Their particular emphases are slightly different. Generally speaking, statistics is more based on probability, distribution and hypothesis tests. To get some theoretical proof results, statistics has more assumptions and tends to a simpler model form. On the other hand, data mining is more focus on optimizing the result performance of data set. Not emphasizing the mathematical assumptions and proof too much, it tends to use complex structure and model averaging. Usually, no model can guarantee always more suitable (or say outperforming) than the other models in data mining consistently by mathematical proof (before try to apply to the data set). Different models and different parameters will be tried to the data set and compared by performance (like cross-validation). So we can see lots of hypothesis test to validate the statistical models while data mining will usually only compare about the testing error (prediction performance).
In the linear model, we can see there are several classic assumptions. And we use hypothesis and residuals plot etc to validate the model, which is suitable for small data. For big data, it is difficult for us to read in a mess plot and some hypothesis are not convincing. For example, Shapiro-Wilk Normality Test will nearly always reject Normality because that statistic is function of N.
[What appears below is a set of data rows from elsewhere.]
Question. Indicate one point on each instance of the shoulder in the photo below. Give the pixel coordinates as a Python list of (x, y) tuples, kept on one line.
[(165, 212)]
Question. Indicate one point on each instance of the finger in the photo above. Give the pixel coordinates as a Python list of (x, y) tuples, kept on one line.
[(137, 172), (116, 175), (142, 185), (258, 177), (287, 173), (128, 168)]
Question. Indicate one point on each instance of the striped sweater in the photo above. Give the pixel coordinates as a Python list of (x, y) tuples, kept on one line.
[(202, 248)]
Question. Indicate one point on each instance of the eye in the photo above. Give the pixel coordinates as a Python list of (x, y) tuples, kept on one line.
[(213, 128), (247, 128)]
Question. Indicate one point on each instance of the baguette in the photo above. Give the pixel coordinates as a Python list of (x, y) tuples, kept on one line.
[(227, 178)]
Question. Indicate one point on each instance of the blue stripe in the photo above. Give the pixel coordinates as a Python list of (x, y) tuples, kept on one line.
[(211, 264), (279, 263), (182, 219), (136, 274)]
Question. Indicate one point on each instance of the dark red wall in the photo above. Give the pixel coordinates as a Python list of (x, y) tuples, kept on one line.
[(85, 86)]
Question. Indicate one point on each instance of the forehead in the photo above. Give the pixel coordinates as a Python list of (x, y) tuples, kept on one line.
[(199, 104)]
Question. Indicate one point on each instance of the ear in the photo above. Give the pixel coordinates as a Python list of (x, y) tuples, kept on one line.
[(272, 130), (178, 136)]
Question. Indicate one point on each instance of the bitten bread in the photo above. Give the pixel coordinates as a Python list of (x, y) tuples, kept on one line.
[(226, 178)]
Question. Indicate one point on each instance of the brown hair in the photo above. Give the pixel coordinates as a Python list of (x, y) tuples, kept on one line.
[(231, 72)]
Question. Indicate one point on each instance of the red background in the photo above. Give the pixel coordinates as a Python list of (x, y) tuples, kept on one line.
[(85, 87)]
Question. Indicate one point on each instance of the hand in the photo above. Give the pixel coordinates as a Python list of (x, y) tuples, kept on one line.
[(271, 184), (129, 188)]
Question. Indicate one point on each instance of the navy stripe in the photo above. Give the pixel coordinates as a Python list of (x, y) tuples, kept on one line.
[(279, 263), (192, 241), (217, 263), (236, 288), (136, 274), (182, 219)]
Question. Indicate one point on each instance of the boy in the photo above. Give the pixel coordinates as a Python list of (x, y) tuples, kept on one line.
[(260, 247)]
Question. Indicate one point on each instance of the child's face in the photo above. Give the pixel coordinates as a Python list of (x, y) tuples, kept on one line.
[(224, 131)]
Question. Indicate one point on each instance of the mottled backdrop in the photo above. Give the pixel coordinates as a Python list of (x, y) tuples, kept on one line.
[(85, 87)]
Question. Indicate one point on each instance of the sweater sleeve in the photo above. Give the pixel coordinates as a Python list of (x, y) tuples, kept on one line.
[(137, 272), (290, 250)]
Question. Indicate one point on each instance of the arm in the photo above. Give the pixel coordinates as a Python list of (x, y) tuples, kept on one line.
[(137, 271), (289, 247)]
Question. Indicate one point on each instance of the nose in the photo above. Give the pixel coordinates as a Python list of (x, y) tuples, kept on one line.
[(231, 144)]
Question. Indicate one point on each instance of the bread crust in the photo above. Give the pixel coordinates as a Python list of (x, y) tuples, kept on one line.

With Big data and computational machine learning, not only more variables but also more complex structure even the same variables can we use, like splines, penalized regression, etc. Moreover, we can use bootstrapping to get a larger sample, and do model averaging. In these cases, the classic statistic hypothesis test or model selection like AIC/BIC are not valid, because we can not even strictly find the likelihood or parameters based on different kinds of models. So data mining is more focus on how to tune the model to get a good performance.